1) the polynomial equation that the user will enter will be the f(x) which is always equal to 0 (hence the example equation i used before was equal to 0)
2) the interval that the user will enter is the 1st x and 2nd x (respectively) which the program will evaluate giving a new value that will be shown under the column of f(x sub n)
[in the example, the interval was [-0.25 , 0] and these were substituted to the polynomial equation thus giving the values of 3.876953 (for x=-0.25) and 4 (for x=0)]
3) the new x that will be used for evaluation is obtained through the secant formula which is:
http://i33.tinypic.com/1zfsbhc.jpg
[in the example, the 3rd x in the column under x sub n is obtained through the secant formula:
http://i35.tinypic.com/o7j6s7.jpg
this new x will be evaluated (substituting it to the polynomial equation and getting a value of 2325.374361]
4) the 3rd step is repeated until the number of iterations is satisfied (in the example, the intervals, which are -0.25 and 0 are iteration 0 and iteration 1 respectively)

is what i want possible?..

by the way, i was able to make a program that does wat i want with the exception of entering the polynomial equation... this program solves the equation x - 2 + ln x = 0... however i dont know how to construct the part wherein the program could do the number of iterations that the user wants... i hope this gives you an idea...

Code:

```#include <stdio.h> #include <math.h> double f(double); int main() {     double k, x1, x2;     int n;     double y;         printf("Enter the interval [x1,x2]: ");     scanf("%lf, %lf", &x2, &x1);           printf("Checking the boundaries:\n");     printf("Xn\t\tf(Xn)\n");     printf("%.6lf\t%.6lf\n", x1, f(x1));     printf("%.6lf\t%.6lf\n", x2, f(x2));         for (n = 1; n<=4; n++)     {         y = (x1 - x2) / (f(x1) - f(x2)) * f(x1);         x2 = x1;         x1 = x1 - y;         printf("%.6lf\t%.6lf\n", x1, f(x1));     }         scanf("%lf", &k);     return 0; } double f(double x) {      return((x-2)+log(x)); }```
please if u cud, help me... i wud really really appreciate it...

hey i gave u the above code if u can modify that to suite ur needs that will be better or what u can do
try to modify the above code then i can help u to reach ur goal ...
or somethin better u can suggest me that will be better :)
• 10-09-2009
m37h0d
you need to write a parser.

if you're only dealing with regular polynomials, your job is fairly easy. consider each independent variable and constant to be a token. scan over the input string for the independent variables. their exponents should be adjacent to them (separated by some exponentiated operator, ^, perhaps) to the right. each term should be separated by additions. use atof or some other ascii-to-numeric conversion routine to convert the text into numeric types.

pretty straightforward.
• 10-09-2009
MacNilly
There is an easier way to input the terms of the polynomial.

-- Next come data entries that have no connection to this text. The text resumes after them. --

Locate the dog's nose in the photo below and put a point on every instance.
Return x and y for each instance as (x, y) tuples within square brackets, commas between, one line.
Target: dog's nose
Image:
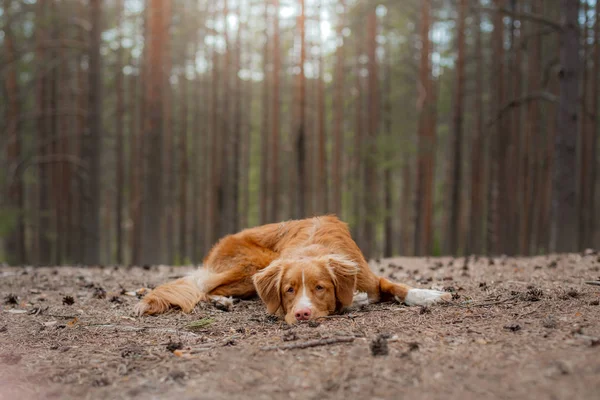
[(303, 314)]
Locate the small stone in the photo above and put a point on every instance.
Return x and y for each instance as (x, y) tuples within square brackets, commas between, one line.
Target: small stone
[(68, 300), (172, 346), (514, 327), (379, 346)]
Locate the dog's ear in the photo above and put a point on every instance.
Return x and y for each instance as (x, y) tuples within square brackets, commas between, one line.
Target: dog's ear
[(268, 286), (343, 271)]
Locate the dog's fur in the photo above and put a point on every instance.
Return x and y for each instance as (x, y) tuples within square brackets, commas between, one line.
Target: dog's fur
[(303, 269)]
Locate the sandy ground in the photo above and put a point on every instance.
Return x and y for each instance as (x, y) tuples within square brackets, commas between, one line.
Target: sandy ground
[(517, 328)]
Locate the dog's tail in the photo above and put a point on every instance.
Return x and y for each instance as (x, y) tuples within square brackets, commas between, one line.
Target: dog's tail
[(184, 293)]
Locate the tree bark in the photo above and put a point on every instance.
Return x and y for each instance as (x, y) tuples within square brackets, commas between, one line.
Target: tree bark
[(338, 118), (275, 125), (302, 192), (477, 149), (16, 239), (564, 210), (152, 211), (93, 142), (321, 159), (119, 128), (426, 142), (588, 136), (455, 186)]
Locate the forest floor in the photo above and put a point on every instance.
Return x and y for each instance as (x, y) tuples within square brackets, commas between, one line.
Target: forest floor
[(517, 328)]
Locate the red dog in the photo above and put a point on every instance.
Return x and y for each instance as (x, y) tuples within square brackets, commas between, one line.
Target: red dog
[(302, 270)]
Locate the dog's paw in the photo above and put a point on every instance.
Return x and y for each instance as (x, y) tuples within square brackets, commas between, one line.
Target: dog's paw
[(141, 308), (425, 297)]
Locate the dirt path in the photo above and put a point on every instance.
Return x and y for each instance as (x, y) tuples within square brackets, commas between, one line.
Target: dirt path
[(518, 328)]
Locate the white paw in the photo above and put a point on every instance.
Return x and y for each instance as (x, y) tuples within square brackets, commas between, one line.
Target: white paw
[(140, 308), (222, 302), (360, 299), (425, 297)]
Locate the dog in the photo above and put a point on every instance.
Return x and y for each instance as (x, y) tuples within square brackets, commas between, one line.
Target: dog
[(301, 269)]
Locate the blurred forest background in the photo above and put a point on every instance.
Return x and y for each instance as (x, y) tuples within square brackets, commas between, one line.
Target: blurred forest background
[(141, 131)]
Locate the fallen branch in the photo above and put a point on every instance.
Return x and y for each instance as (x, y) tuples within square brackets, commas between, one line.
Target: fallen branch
[(310, 343), (344, 316), (485, 304), (128, 328)]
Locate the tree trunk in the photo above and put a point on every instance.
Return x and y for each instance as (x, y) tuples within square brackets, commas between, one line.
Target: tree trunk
[(564, 210), (93, 142), (119, 127), (388, 184), (152, 210), (477, 149), (358, 153), (275, 125), (370, 196), (302, 190), (588, 136), (338, 118), (426, 142), (16, 240), (321, 156), (183, 169), (496, 171), (455, 186), (592, 224)]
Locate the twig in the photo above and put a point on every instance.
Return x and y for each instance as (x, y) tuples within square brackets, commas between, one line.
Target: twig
[(61, 316), (486, 304), (344, 316), (128, 328), (310, 343)]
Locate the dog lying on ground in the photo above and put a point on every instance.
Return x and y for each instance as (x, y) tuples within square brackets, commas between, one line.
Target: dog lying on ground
[(302, 270)]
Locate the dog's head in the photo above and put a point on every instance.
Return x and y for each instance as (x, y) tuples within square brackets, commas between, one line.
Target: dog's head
[(306, 288)]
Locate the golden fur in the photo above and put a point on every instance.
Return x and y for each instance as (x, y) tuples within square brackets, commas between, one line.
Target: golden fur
[(309, 265)]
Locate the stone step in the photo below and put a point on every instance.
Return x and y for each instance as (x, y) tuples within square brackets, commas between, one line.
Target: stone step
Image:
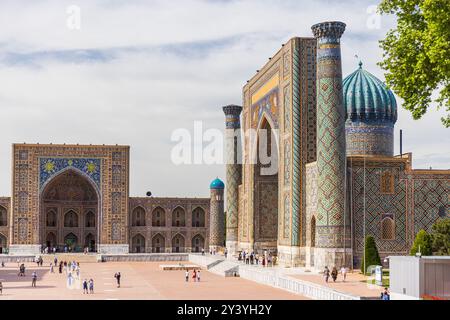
[(226, 268), (78, 257)]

Well, easier for the programmer and that's whats really important, isn't it? ;)

Enter number of terms: 3
Enter a1, n1: 2, 2
Enter a2, n2: 4, 1
Enter a3, n3: 4, 0

That would be 2x^2 + 4x + 4.

Something like that would be a heck of a lot easier to write than a real equation parser. If you do want to write a parser you'll have to make a polynomial class first. Also, the strtod() C library function will keep track of your pointer position of your string for you.